CEDAR GROVE, W.Va. -- Tammy Roberts works five to six days a week as a housekeeper for a nursing home. She's been there almost three years.
"We've been short-handed," Roberts said. People take the job "thinking it's easy and quit when it's not."
When she was married, the lifelong Sissonville resident had health insurance with her husband's plan. She lost it three years ago in the divorce.
Her company offers health insurance but, on $9.50 an hour, the 41-year-old can't afford it.
Roberts takes medication for high blood pressure and gets regular checkups, but she's concerned about not having insurance in the case of an emergency.
"You never know what might happen," Roberts said. "To be able to afford it and go to the doctor when you need to go, it would be such a blessing."
Roberts and an estimated 120,000 other West Virginians would be eligible for Medicaid, should Gov. Earl Ray Tomblin choose to expand the federal program.
Under the Affordable Care Act, states have the option of expanding their Medicaid programs to cover those who earn up to 138 percent of the federal poverty line -- about $26,300 for a family of three.

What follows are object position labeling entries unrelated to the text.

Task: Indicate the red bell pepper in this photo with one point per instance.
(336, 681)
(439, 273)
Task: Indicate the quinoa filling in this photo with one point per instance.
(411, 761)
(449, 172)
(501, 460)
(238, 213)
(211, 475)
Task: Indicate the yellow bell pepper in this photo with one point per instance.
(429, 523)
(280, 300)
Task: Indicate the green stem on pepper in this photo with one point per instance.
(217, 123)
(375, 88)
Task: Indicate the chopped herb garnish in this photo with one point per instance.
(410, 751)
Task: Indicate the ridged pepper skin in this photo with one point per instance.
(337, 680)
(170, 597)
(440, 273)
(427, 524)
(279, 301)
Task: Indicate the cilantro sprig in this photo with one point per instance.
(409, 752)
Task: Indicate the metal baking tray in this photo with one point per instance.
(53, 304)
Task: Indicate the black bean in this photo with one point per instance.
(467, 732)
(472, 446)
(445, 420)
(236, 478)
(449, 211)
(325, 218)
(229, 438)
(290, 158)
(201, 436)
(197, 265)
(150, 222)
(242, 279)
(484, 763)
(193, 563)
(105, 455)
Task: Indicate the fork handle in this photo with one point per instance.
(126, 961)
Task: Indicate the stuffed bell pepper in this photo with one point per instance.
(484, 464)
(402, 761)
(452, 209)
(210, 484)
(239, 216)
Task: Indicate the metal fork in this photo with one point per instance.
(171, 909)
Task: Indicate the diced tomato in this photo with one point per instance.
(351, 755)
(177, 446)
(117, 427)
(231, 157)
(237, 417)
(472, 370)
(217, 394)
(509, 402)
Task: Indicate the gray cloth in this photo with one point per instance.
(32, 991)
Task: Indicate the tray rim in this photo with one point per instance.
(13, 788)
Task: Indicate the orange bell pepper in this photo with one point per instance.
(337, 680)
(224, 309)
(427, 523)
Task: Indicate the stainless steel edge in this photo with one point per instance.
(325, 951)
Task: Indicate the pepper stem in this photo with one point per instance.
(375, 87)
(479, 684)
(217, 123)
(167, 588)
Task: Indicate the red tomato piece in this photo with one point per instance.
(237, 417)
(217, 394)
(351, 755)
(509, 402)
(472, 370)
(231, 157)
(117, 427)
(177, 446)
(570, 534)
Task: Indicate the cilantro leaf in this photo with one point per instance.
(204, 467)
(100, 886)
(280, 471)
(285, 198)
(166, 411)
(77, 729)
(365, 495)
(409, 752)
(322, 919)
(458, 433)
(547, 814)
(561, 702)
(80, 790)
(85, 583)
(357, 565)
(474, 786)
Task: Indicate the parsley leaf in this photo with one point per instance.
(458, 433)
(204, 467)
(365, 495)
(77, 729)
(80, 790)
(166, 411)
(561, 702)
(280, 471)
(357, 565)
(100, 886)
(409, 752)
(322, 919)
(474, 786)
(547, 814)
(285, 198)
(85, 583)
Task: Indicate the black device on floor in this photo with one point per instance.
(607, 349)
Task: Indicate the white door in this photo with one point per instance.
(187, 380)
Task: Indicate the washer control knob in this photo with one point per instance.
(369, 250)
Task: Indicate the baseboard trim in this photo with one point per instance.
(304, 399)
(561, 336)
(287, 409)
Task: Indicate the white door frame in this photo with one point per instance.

Currently, West Virginia's Medicaid program doesn't cover childless adults, and only covers parents if the family makes less than 35 percent of the federal poverty level -- about $6,700 for a family of three. (The program also covers children and pregnant women at higher levels.)
For now, Roberts has access to low-cost care through the West Virginia Connect program. Connect participants get care in exchange for having their medical data anonymously folded into a 10,000-person database intended to help health-care leaders make more informed decisions as health-care reform unfolds. The program will end in August.
Should the state participate in Medicaid expansion, the federal government would pay 100 percent of the cost for the expansion population during the first three years. After that the federal match would gradually drop to 90 percent.
Tomblin is awaiting results of an actuarial study -- due this month -- about the state's costs of expansion.
Officials at Cabin Creek Health Systems have collected stories from Roberts and more than 100 other West Virginia Connect participants in the hopes of meeting with Tomblin to advocate for Medicaid expansion.
So far the community-based health center has collected 112 letters from West Virginia Connect participants who would qualify for Medicaid if it's expanded.
"I think the expansion of Medicaid is one of the most important things that we can see happen," said Amber Crist, Cabin Creek's education and program development director. "Connect was supposed to be the bridge to expansion. We felt it was important [participants] know the importance of expansion and that they be advocates for themselves."